You mention thermonic emission as being fairly inefficient.  That made me 
wonder how effeicient it would be if the emitting surface were well insulated 
from the outside world.  What if the radiation loss, the convection loss and 
conduction losses could be essentially eliminated by good design practices?  
Would that ensure that mainly electrons would carry away the heat energy?

 

The problem with that suggestion is that if you superimpose the electron 
emission curve (for the Edison effect) over the blackbody curve, most of the 
thermal heat spectrum of combustion is not very useful (steep enough), even if 
all heat was completely retained. 

 

The threshold for thermionic emission is high, and thermal distribution curve 
was never adequate to begin with (for chemical reactions).
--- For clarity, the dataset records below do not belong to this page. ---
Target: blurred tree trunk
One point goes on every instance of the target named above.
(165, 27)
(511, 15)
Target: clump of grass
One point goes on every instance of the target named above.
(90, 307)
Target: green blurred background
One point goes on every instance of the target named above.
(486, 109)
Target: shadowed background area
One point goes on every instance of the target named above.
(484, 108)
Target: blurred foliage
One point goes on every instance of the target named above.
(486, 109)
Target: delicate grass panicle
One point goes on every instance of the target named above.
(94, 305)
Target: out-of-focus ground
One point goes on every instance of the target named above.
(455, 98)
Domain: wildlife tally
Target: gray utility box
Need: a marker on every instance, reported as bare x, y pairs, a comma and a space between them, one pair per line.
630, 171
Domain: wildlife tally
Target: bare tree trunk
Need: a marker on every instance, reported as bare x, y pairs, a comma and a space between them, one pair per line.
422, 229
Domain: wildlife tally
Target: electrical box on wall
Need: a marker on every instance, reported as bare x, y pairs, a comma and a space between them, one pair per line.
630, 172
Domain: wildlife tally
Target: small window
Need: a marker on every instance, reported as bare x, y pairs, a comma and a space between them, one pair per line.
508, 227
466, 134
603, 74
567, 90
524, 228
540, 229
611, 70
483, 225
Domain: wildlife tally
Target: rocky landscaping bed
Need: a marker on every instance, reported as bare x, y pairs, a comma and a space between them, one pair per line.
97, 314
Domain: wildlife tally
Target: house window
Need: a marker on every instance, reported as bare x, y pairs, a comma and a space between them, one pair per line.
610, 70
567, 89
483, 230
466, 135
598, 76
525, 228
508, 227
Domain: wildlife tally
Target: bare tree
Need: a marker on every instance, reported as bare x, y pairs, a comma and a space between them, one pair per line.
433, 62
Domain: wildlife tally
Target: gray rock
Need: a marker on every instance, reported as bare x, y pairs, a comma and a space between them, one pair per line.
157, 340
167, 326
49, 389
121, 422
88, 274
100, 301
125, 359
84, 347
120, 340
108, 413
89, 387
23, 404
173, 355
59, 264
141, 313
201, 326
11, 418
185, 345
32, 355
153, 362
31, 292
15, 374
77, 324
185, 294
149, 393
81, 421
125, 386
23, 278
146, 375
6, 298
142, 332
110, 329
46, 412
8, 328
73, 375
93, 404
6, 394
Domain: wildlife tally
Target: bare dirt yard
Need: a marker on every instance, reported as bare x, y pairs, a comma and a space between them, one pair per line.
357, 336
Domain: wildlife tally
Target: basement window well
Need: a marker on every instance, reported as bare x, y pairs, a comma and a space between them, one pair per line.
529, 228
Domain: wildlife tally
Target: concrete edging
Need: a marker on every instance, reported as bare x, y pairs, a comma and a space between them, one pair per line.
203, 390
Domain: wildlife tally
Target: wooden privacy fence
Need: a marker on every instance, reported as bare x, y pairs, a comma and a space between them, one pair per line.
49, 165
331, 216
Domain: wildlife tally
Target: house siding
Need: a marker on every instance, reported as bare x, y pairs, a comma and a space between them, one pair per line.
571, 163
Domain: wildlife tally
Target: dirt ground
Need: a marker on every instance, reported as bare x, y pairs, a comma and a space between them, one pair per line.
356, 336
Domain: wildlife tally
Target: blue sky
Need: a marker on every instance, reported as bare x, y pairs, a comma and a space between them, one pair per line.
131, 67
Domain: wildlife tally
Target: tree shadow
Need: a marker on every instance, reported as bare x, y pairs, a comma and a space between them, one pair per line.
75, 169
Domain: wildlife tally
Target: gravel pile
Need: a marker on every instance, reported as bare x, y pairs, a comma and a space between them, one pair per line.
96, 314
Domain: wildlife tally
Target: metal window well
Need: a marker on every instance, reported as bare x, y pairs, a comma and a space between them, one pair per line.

To be useful, the 
rejected heat must not only be retained, but upshifted. Another problem is that 
if the heat is from combustion, then removal of exhaust will necessarily carry 
away heat. 

 

However, if the heat source is nuclear, then things are different since the 
origin of the thermal spectrum is extremely high, MeV level - and one needs 
only to prevent rapid downshifting before electron emission. A case in point 
(and a huge missed opportunity for the USA) was the Topaz reactor fiasco. 

 

We may have missed a great opportunity for civilian use, had we joined forces 
with the Russians on this – since we had part of the answer (computer controls) 
and they had the main part (high temp hardware). Instead, petty jealousies kept 
everyone from benefiting (assuming that it would have evolved into a civilian 
reactor).

 

http://en.wikipedia.org/wiki/Topaz_Nuclear_Reactor

 

This design can be made to work with low enriched fuel - and also in a 
subcritical regime where a “desktop accelerator” provides both makeup neutrons, 
positive flux control, and a voltage gradient to accelerate electron 
“boil-off”. 

 

That kind of synergy is what would push it into civilian use. The thermal 
spectrum for thermionics is essentially the same with low enrichment as high.

 

Now that we have seen the possibility of driving small electron accelerators 
with solid state lasers, the possibility of un-enriched thermionic reactors 
makes the Topaz fiasco seem even more short-sighted in the big picture 
perspective. (for everyone except the coal and natural gas purveyors).